Cuando pienso en Delia Cugat siempre tengo en la mente el mundo en la catarsis, como una purificación, como la causante de violenta de movimientos internos, de emociones impactantes, de extrañas sensaciones en el corazón y en la mente que expresa realidades internas y que provocan reacciones profundas, dolorosas y profundas.
Delia Cugat (1935-2011) fue una argentina que vivió su vida con fuerza y todas las ganas. Hablaba con una voz poderosa que contrastaba con su pequeña y frágil estatura. Toda su vida estuvo convencida de sus ideas como una catequizada de la profundidad del color. Convencida de la serenidad de pintar el óleo, la permitía el tiempo necesario para trabajar despacio al tiempo que pensaba y miraba un cuadro mientras con calma, fumaba. Era una persona sin expectativas más allá de pintar. Acá podemos citar a Fernando Pessoa:
No soy nada.
Nunca seré nada.
No puedo querer ser nada.
Aparte de eso, tengo todos los sueños del mundo.
Ella era su mundo, en su pintura repercutían en la memoria seres escenográficos. Ella de joven en Argentina, trabajó en teatro, escenografía y vestuario y de ese mundo perplejo lo pintó más allá de los argumentos. Más allá, el tema era la soledad. La que se siente mientras otros hablan. Una grave instancia donde existe distancia con los demás. La gente en la playa, en una calle, en un café. Lugares donde la comunicación muda atraviesa espacios con destinos cruzados. Son satélites de distintos sistemas donde una presencia es inútil y misteriosa.

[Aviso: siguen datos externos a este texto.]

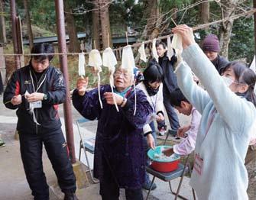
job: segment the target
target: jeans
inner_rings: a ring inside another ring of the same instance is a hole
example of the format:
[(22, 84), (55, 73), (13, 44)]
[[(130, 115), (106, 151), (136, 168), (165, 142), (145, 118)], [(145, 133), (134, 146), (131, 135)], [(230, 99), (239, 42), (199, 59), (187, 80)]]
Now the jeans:
[(62, 192), (75, 192), (76, 177), (61, 129), (47, 134), (19, 134), (23, 166), (34, 199), (49, 199), (49, 186), (43, 170), (43, 143)]

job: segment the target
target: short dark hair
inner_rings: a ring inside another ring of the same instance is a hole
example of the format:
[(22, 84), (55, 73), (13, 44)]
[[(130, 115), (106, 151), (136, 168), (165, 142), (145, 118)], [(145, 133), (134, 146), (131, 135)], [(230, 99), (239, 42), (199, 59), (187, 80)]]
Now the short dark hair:
[(254, 72), (243, 63), (237, 61), (229, 63), (222, 72), (224, 73), (228, 69), (234, 70), (236, 81), (239, 83), (245, 83), (248, 85), (248, 89), (244, 93), (244, 96), (256, 107), (256, 95), (254, 92), (256, 82), (256, 74)]
[(173, 92), (170, 93), (169, 99), (170, 104), (173, 106), (179, 106), (180, 107), (181, 102), (186, 102), (190, 103), (184, 96), (184, 95), (181, 92), (180, 89), (176, 89)]
[(143, 72), (144, 81), (146, 82), (162, 82), (164, 72), (157, 62), (150, 62), (148, 66)]
[(160, 45), (162, 45), (164, 49), (167, 48), (167, 45), (164, 42), (162, 42), (161, 40), (157, 40), (156, 42), (156, 47), (158, 47)]
[(50, 55), (31, 56), (31, 59), (34, 58), (39, 62), (45, 59), (50, 61), (54, 56), (54, 48), (53, 45), (48, 43), (35, 44), (31, 50), (31, 53), (52, 53)]

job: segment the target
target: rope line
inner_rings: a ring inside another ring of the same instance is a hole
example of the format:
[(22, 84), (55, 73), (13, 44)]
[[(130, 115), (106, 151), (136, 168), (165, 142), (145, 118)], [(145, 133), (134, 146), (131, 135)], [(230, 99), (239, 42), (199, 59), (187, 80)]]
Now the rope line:
[[(241, 18), (242, 16), (245, 16), (245, 15), (253, 15), (254, 12), (256, 12), (256, 8), (253, 8), (250, 11), (246, 11), (246, 12), (241, 13), (241, 14), (238, 14), (238, 15), (233, 15), (233, 16), (229, 17), (229, 18), (223, 18), (223, 19), (221, 19), (221, 20), (214, 21), (212, 22), (204, 24), (199, 24), (198, 26), (196, 26), (196, 27), (193, 27), (193, 30), (196, 31), (196, 30), (199, 30), (199, 29), (204, 29), (206, 27), (209, 27), (210, 25), (213, 25), (213, 24), (219, 24), (221, 22), (225, 22), (225, 21), (228, 21), (228, 20), (234, 20), (234, 19), (236, 19), (236, 18)], [(173, 34), (170, 34), (158, 37), (157, 37), (157, 40), (167, 39), (169, 36), (173, 36)], [(146, 44), (152, 43), (152, 41), (153, 41), (153, 40), (145, 40), (145, 41), (143, 41), (143, 42), (144, 42), (144, 44)], [(135, 44), (131, 44), (131, 47), (138, 47), (142, 44), (143, 42), (135, 43)], [(113, 51), (119, 51), (122, 49), (123, 49), (123, 47), (113, 49), (112, 50)], [(100, 51), (100, 53), (103, 53), (103, 50)], [(59, 56), (71, 55), (71, 56), (74, 56), (74, 55), (78, 55), (79, 53), (81, 53), (63, 52), (63, 53), (24, 53), (24, 54), (20, 54), (20, 53), (2, 53), (2, 54), (0, 54), (0, 56), (41, 56), (41, 55), (44, 55), (44, 56), (49, 56), (49, 55), (59, 55)], [(86, 53), (83, 53), (85, 55), (89, 55), (89, 52), (88, 52), (88, 53), (86, 52)]]

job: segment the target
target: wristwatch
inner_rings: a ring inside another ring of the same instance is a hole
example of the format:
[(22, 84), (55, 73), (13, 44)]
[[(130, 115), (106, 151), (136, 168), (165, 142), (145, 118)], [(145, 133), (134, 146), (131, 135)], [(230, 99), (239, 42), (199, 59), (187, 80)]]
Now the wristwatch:
[(47, 99), (48, 99), (48, 96), (47, 96), (47, 94), (44, 94), (44, 100), (46, 101), (46, 100), (47, 100)]

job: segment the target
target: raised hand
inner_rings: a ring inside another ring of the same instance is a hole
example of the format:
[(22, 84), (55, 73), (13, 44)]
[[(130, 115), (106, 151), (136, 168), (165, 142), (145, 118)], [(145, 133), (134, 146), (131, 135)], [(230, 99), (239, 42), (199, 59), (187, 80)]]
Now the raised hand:
[(15, 95), (11, 100), (11, 102), (13, 105), (19, 105), (22, 102), (22, 98), (21, 98), (21, 95)]
[(115, 102), (114, 102), (114, 98), (115, 99), (115, 102), (117, 105), (122, 105), (122, 103), (123, 102), (124, 98), (115, 93), (112, 93), (112, 92), (105, 92), (104, 93), (104, 97), (107, 102), (108, 104), (110, 105), (114, 105)]
[(173, 27), (172, 32), (173, 34), (179, 34), (181, 36), (183, 49), (196, 43), (193, 34), (193, 29), (186, 24), (181, 24)]
[(83, 96), (86, 93), (86, 88), (88, 86), (88, 77), (82, 78), (79, 77), (76, 81), (76, 89), (79, 95)]

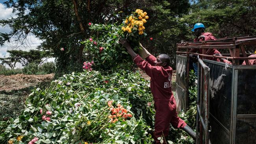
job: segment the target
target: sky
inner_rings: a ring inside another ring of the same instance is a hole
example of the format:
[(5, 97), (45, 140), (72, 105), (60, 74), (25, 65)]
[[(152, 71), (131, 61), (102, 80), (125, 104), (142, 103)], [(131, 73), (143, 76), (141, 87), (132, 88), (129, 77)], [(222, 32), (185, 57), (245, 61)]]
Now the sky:
[[(11, 17), (15, 17), (15, 14), (12, 13), (12, 9), (7, 8), (3, 3), (6, 0), (0, 0), (0, 20), (10, 18)], [(3, 27), (0, 26), (0, 32), (9, 33), (11, 31), (11, 29), (8, 27)], [(42, 42), (42, 41), (33, 35), (29, 35), (28, 37), (28, 44), (20, 46), (20, 44), (15, 42), (5, 42), (4, 46), (0, 46), (0, 57), (7, 57), (9, 56), (9, 53), (6, 51), (7, 50), (22, 50), (28, 51), (31, 49), (35, 49)], [(54, 59), (51, 59), (49, 61), (53, 61)], [(22, 66), (20, 64), (17, 64), (16, 68), (21, 68)]]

En los años ochenta la conocí en París, vivía con su marido en un pequeño espacio pequeño donde ella y su esposo, Sergio Camporeale, compartían la de vida de creadores. Cada cual en su lugar. Había que abrir el sofá-cama para que se pudieran mostrar los cuadros con una distancia modesta. Uno primero y el otro después. Todo en el silencio mudo del respeto mutuo. A decir la verdad, un difícil ejercicio cuando los dos sabían todo el proceso de cada cual. Delia siempre fue la segunda en turno. No le molestaba que la vida que empezara o acabara.
Era rígida pero dulce. Artista de siempre. Salir a la calle era una hazaña de Dios pero le gustaban los mercados populares.
No tuvo hijos, pero fácilmente adoptaba a seres del mundo. Era tan tierna y su mayor orgullo era los fríjoles que sembraba en frascos en su cocina y diariamente los miraba crecer como un milagro. Cuando se despedía como si mañana no fuera otro día posible.
La visité en Paris otra vez más, cuando vivía en un amplio apartamento y con grandes ventanales y buena luz fundamental para la historia del color en óleo muy cerca a la estación de San Lazare. Siempre amable y aguda. Se reía a carcajadas como también el silencio era imponente mientras creaba sentada en una diminuta silla sin espaldar. Dedicada a su misma historia, pero, con unos graves movimientos inesperados que pensé era Parkinson. Nadie habló y nadie preguntó. Ahí le compre mi más bello cuadro que me siempre acompaña.
Su color es magia, su luz que viene de el reflejo de la piedra en el suelo, el azul cobalto es un trapo en primer plano. La fruta que lleva la mujer es la protagonista. Los seres humanos van y vienen sin propósito. Cada cual es su destino a la nada.